OM in the News: Retail’s Inventory Woes

New survey findings, reported by Supply & Demand Chain Executive (Feb. 28, 2019), uncover the chronic inventory problems affecting the $1.3 trillion retail industry. The vast majority (87%) of corporate retail professionals report inaccurate inventories are to blame for more lost revenue than theft (13%), and the breadth of the problem is apparent: nearly all (99%) survey respondents admit to some kind of constant inventory problem.

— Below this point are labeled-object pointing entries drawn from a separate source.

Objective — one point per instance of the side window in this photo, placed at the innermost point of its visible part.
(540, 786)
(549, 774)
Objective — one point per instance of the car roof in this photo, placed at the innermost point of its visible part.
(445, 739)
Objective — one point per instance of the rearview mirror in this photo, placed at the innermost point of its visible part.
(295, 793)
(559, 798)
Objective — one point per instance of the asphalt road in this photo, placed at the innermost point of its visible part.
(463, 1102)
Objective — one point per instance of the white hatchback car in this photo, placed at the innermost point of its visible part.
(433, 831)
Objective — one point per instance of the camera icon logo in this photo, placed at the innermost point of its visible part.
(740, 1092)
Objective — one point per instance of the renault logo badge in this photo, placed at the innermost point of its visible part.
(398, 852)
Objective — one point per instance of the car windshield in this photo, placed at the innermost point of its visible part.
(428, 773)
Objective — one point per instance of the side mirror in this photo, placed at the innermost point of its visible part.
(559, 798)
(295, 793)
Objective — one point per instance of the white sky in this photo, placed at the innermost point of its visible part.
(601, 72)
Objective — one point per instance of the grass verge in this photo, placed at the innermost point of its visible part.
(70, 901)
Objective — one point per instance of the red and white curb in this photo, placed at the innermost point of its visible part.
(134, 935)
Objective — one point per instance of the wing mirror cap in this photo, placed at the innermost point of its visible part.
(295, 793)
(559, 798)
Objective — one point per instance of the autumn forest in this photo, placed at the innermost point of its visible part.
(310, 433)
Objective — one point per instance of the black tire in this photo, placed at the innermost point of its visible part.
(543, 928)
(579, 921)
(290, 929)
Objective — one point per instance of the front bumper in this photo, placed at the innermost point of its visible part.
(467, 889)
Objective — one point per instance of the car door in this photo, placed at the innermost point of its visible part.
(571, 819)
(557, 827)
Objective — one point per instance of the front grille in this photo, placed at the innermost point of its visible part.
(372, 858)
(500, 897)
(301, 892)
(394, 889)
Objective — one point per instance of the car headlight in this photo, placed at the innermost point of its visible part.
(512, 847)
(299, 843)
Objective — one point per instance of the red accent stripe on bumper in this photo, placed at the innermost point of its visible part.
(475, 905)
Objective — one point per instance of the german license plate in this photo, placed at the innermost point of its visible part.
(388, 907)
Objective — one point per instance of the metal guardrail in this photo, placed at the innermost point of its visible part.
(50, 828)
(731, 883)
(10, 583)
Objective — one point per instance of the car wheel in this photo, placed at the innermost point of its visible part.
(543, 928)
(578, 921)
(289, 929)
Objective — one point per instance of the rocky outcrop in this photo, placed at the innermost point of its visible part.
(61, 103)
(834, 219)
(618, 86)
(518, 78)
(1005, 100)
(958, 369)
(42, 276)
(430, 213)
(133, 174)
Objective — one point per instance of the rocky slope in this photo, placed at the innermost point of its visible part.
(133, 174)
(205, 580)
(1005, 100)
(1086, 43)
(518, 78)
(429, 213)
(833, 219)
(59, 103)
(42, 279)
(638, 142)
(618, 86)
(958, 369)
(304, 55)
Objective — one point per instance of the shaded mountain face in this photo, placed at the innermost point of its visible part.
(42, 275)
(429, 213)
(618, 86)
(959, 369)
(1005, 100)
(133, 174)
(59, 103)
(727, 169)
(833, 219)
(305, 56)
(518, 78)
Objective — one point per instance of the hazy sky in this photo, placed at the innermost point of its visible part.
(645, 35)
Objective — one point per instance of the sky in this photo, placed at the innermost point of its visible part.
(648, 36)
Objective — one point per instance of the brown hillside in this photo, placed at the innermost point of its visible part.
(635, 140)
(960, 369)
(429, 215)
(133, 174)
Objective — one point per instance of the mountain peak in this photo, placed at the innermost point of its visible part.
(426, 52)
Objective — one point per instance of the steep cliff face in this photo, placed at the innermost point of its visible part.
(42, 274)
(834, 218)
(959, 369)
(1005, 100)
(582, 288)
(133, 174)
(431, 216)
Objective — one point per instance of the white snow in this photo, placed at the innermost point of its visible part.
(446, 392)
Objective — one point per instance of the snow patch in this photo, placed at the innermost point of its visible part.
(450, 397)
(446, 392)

Despite major spending on inventory management, catastrophic problems remain.
73% state inaccurate inventory forecasting is a constant issue, meaning retailers end up with too much or too little supply to meet demand
66% say price inaccuracy is a consistent issue, which can lead to unbalanced P&L reports
65% report an inability to track inventory through the supply chain, resulting in potential sales lost

Wasted time is wasted profits.
67% of retailers feel that analyzing inventory on store shelves is not an effective use of employees’ time
Data shows that instead of spending time on sales-driven customer service and upselling, the majority of employee time is spent filling out-of-stock holes on shelves (56%) and pulling items forward on shelves (55%)

Automation is the answer.
76% of retailers say the introduction of robots in stores would improve employee productivity
74% said inventory accuracy would improve as a result, while increased profits would be another direct result of introducing in-store robots
A majority (62%) of retailers feel that employees would embrace robots

An interesting class exercise would be to ask students who have worked in retail what their own experiences have been.

Classroom discussion questions:

  1. What are the causes of such inventory “inaccuracies”?
  2. What suggestions does Chapter 12 offer regarding inventory accuracy?